Among the data cited:

According to the College Board’s annual survey of colleges and universities, 24 percent, or 696, of the responding institutions for the 1990-91 academic year reported distributing grants or scholarships to minority students without regard to financial need. That was up from 15 percent, or 439, of the schools responding in 1987-88.

About 27 percent, or 785 schools, reported issuing grants or scholarships to minorities based on both race and need in 1990-91, the survey found. That was up from 16 percent, or 467, of the schools in 1987-88.

At least nine states have established scholarship, grant, or loan-forgiveness programs for minorities regardless of need, according to a 1989-90 survey by the National Association of State Scholarship and Grant Programs.

In addition, it found, six states have minority scholarships and grants that take need into account.

A 1990 survey of 142 public, four-year institutions in 10 states with large minority populations, conducted by Richard C. Richardson, professor of educational leadership and policy studies at Arizona State University, found that more than 60 percent of the schools offered special entitlements to minority students.
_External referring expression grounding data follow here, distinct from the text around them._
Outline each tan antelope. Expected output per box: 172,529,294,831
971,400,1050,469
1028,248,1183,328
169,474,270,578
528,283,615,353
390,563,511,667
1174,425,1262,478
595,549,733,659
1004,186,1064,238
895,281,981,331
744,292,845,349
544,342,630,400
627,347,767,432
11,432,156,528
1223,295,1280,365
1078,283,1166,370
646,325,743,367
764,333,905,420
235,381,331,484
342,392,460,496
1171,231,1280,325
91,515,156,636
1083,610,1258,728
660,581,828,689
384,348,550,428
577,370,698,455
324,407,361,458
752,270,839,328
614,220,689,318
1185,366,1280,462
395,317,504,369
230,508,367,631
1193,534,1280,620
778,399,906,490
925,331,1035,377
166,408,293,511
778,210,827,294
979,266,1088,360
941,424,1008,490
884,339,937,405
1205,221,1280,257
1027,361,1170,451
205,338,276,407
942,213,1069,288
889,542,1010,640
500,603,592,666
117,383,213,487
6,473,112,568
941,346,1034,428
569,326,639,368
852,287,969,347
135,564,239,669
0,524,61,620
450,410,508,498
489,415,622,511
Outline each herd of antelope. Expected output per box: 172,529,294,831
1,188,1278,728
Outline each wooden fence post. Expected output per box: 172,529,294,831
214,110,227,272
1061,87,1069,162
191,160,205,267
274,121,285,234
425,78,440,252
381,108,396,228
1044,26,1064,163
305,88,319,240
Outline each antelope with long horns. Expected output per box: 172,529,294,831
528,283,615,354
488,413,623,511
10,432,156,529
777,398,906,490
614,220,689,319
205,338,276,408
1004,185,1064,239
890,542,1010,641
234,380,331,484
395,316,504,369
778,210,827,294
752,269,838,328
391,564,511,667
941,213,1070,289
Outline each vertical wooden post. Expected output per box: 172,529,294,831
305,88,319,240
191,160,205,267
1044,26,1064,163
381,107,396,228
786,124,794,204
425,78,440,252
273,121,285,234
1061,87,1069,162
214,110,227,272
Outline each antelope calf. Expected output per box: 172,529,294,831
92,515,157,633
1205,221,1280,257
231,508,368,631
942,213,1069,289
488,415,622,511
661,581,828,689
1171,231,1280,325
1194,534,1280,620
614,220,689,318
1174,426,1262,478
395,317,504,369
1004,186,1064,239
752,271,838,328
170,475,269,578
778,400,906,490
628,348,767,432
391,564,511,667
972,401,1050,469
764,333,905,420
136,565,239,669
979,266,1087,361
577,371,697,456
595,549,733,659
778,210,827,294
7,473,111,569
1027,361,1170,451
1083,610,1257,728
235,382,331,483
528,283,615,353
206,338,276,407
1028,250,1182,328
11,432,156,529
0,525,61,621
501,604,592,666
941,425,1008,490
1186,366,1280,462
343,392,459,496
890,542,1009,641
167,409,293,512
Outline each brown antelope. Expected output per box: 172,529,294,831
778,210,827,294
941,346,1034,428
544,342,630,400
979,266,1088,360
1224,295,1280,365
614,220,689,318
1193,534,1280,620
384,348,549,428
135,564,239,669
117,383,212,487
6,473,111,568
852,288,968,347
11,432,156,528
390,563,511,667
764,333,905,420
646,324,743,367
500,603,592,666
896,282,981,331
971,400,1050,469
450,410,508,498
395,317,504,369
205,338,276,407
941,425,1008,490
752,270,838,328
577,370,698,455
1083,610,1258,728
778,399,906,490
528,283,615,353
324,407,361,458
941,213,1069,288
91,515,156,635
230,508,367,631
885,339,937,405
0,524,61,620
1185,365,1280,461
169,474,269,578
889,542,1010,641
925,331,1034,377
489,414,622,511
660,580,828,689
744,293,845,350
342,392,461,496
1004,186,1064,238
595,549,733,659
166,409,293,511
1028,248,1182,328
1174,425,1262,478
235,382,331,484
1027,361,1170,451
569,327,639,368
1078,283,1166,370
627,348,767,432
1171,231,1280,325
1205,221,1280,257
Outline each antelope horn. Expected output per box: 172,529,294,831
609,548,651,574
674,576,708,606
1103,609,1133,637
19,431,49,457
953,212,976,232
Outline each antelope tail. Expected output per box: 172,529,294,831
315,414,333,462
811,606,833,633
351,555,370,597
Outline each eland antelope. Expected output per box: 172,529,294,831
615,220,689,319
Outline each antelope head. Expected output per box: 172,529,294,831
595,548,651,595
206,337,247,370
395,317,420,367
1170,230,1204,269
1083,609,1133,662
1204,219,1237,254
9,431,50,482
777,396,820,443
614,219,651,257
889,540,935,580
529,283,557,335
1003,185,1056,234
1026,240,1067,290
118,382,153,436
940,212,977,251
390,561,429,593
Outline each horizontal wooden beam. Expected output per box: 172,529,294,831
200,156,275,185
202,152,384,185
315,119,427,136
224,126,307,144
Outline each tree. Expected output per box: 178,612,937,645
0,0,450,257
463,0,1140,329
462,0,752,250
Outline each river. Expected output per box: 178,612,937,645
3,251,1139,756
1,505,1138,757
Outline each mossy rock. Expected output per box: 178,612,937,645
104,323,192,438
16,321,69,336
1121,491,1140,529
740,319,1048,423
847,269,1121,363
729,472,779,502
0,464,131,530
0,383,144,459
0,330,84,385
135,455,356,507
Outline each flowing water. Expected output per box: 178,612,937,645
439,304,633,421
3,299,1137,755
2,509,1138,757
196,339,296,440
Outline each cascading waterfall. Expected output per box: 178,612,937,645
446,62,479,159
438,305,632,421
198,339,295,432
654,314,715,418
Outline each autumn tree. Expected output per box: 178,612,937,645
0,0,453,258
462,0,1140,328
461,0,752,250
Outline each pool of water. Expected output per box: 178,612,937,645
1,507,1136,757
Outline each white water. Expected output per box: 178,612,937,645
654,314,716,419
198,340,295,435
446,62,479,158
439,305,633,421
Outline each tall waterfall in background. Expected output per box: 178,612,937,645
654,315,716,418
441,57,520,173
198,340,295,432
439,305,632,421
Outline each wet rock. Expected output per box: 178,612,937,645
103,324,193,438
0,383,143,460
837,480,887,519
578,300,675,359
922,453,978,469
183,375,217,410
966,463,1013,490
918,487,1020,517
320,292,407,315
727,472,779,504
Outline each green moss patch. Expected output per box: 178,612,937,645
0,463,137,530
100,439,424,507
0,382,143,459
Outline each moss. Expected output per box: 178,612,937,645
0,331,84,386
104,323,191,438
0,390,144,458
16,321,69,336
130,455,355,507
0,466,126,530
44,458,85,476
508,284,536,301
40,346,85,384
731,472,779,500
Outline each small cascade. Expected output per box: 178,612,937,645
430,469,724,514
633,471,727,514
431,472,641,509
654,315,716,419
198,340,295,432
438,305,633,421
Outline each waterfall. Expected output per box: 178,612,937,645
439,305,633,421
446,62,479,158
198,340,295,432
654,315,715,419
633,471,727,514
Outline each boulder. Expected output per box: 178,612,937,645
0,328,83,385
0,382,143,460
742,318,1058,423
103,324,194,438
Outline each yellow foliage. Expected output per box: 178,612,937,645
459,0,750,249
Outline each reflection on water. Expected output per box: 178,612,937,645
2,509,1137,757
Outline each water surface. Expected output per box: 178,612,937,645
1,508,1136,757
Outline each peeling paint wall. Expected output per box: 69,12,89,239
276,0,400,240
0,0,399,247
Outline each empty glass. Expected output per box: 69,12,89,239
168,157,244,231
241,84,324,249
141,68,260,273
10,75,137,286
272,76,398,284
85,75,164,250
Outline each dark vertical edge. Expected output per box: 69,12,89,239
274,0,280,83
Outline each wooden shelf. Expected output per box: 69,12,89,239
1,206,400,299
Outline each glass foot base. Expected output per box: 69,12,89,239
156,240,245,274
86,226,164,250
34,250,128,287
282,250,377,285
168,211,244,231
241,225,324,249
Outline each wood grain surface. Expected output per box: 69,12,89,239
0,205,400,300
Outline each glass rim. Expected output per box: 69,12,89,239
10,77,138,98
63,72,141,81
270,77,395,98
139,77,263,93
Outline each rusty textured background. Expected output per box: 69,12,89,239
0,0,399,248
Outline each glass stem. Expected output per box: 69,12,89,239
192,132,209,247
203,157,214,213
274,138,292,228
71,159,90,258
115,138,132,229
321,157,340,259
While Mr. Williams did not specifically address loan-forgiveness programs, some educators have voiced concern that state programs that waive college-loan repayments for minority students who enter teaching might be deemed illegal.

At least 10 states have such programs, according to a survey by the American Association of Colleges for Teacher Education.

The position laid out by Mr. Williams on Dec. 18 states that colleges, with some exceptions, may award race-exclusive scholarships only if they are financed with private money donated specifically for that purpose.

If the policy stands, observers predicted, expensive private colleges and the most selective public universities will be hardest hit, because they commonly have to offer sizable financial incentives to attract minority students.

Richard F. Rosser, president of the National Association of Independent Colleges and Universities, told the House Education and Labor Committee last month that 70 percent of the financial aid targeted for minority recruitment and retention at naicu schools comes from general institutional funds, and thereforeel10lwould be illegal under the department’s position.

College and university officials have also expressed uncertainty over how broadly the department might apply its legal interpretation.

Blenda J. Wilson, chancellor of the University of Michigan-Dearborn, said she worried that the college-access program at her school, which includes tutoring, mentoring, and scholarships for disadvantaged students who live in Detroit neighborhoods, could be affected. The neighborhoods targeted are 75 percent black.

“If the federal government can tell higher-education institutions that they can’t give minority scholarships, they might begin to say you can’t discriminate by neighborhood,” she said.

James E. Lyons, president of Bowie State College in Maryland, said he wondered if the “other-race grants” distributed by the state to encourage whites to attend his predominantly black school will be affected.

Apart from the potential monetary impact, many educators warned, the scholarship flap could send a negative message to minority students.

Those students see scholarships designed for them as a “welcome mat’’ of sorts to the predominantly white institution of higher education, the educators said. The department’s position, they argued, pulls that mat from under them just as demographic trends are making minorities an increasingly critical source of skills for the job market.

“There may be some basis in the law for this [position] that I don’t know about, but in my opinion there’s no basis in educational or social judgment,” said Gordon H. Lamb, president of Northeastern Illinois University, which has aided nearly 50 minority students with $1,000 scholarships it developed with the private sector.